Figure 8: List with pair at the end in Scheme

So in the case of car in a real Scheme, we get 1, and in the case of cdr, we get the subtree '(2 . 3) when we apply it to this list and 3 when we apply it again to the previous result. This works the same way in my implementation, because we analyze the tree when we do cdr to see if there’s a dot in the second position, which may not be optimal, but works.

Dot in GRScheme

I’ve thought about dots during this post, and I think it is a very beautiful syntax solution to describe binary trees that do not end with a null pointer. However, this also means that dots are actually needed only for that case.
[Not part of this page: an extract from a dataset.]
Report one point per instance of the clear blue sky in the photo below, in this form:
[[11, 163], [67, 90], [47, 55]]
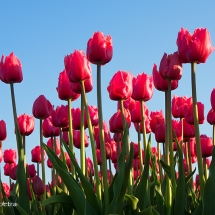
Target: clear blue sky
[[42, 33]]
Though we can emulate dots by storing those inside a tree directly, I don’t think that this is a good idea to do so.

Because the underlying structure in GRScheme is a graph, and not a binary tree, I think pairs are also meaningless, because they describe a particular tree case in Schemes, and in GRScheme we do not have this case. So one major difference from the real Scheme is that in GRScheme there are no cons cells, and some algorithms may depend on extracting the second element from the cons cell directly.

I’ve thought that it may be good to have a special procedure for that case, named along with car and cdr - Contents of Cons cell Representation. ccr should return the second element directly if it is the last element in the list, and return the rest of the list otherwise. This way it will work mostly the same as cdr but cdr always returns the list. I’m not sure how good this solution is, because this may be ambiguous when to use such a procedure, so there’s another procedure that may be used instead, which is cadr, which always takes the second element from the list.

I’m planning to write a second post about GRScheme diving more deeply into the details behind the language model I’ve developed. The current implementation is slightly wrong and has many problems, so I have to fix those first.